The above changes are already included in the run_llama_70b_tp_pp.sh. For Llama13B model we only do 8-way tensor parallelism so we do not need this change.

Save/Load Checkpoint (refer to API GUIDE for more context about checkpoint APIs):

To enable checkpoint saving, add the following flags to run_llama_70b_tp_pp.sh:

  • --checkpoint_freq Number of steps to save a checkpoint, set to -1 to disable saving checkpoint, should set as -1 when pre-compling graph

  • --checkpoint_dir Direction to save the checkpoint

  • --num_kept_checkpoint Number of checkpoints to save, older checkpoint will be deleted manually, set to -1 to keep all saved checkpoints.

  • --save_load_xser Save with torch xla serialization to reduce time saving, it’s recommended to enable xser for significantly faster save/load

  • --async_checkpoint_saving Whether to use asynchronous checkpoint saving to reduce saving time.

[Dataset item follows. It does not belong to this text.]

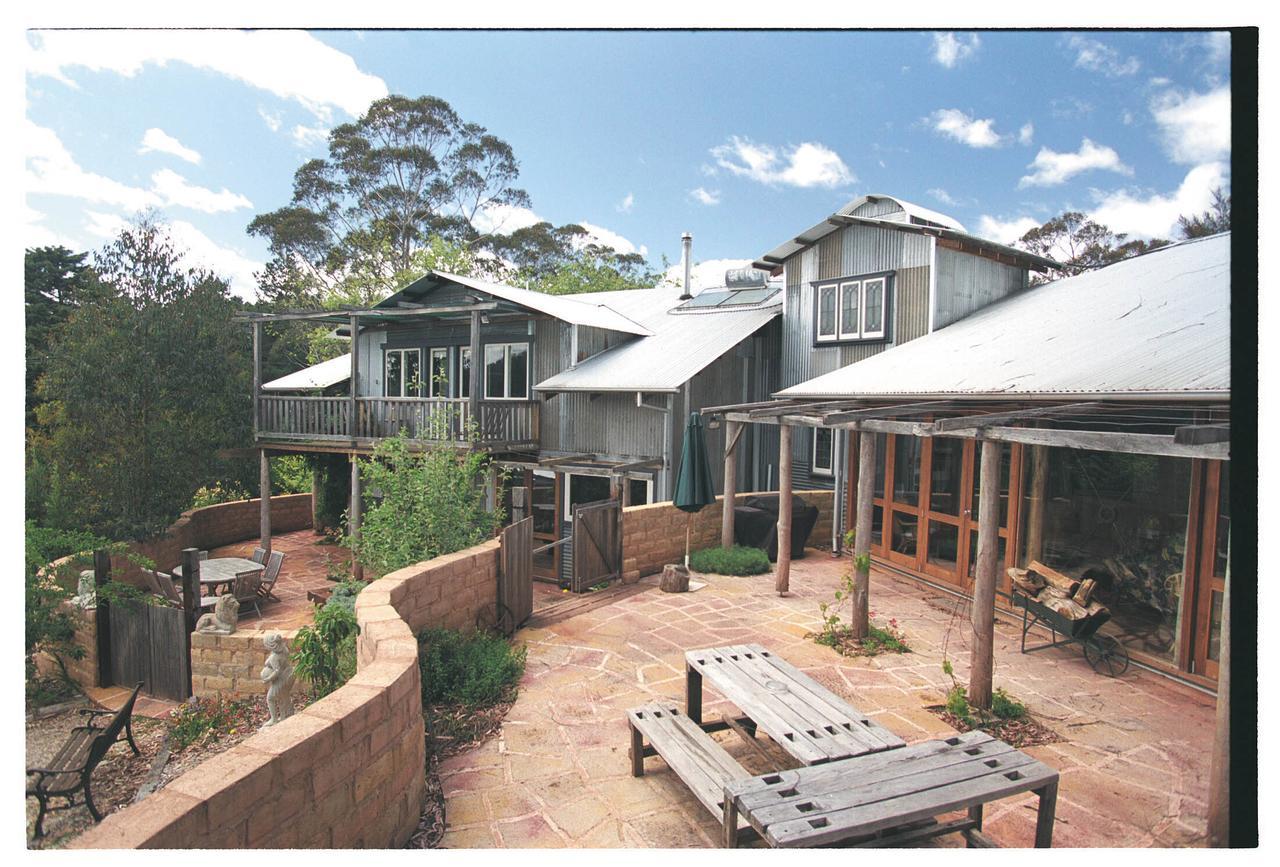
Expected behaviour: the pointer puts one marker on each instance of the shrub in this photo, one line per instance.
(474, 669)
(739, 560)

To enable checkpoint loading, add the following flags to run_llama_70b_tp_pp.sh:

  • --loading_step Step to retrieve checkpoint from, set to -1 to disable checkpoint loading. Set to latest_if_exists to load the latest checkpoint under checkpoint_dir.

  • --checkpoint_dir Direction to load the checkpoint from

  • --save_load_xser load with torch xla serialization to reduce time saving, it’s recommended to enable xser for significantly faster save/load. Note that if the chekpoint is saved with xser, it can only be loaded with xser, vice versa.

Load pretrained model:

We also provide option to load from pretrained HF model. Before loading, convert the full model to sharded model with convert_checkpoints.py:

python3 convert_checkpoints.py --tp_size <tp_size> --pp_size <pp_size> --n_layers <number_of_layers>  --input_dir  <path_to_full_model> --output_dir <sharded_model_path> --convert_from_full_model

And add --pretrained_weight_dir <sharded_model_path> flag to run_llama_70b_tp_pp.sh

Convert sharded model to full model with convert_checkpoints.py:

python3 convert_checkpoints.py --tp_size <tp_size> --pp_size <pp_size> --n_layers <number_of_layers>  --input_dir  <sharded_model_dir> --output_dir <full_model_dir> --convert_to_full_model --kv_size_multiplier <kv_size_multiplier> --config config.json

This document is relevant for: Inf2, Trn1, Trn1n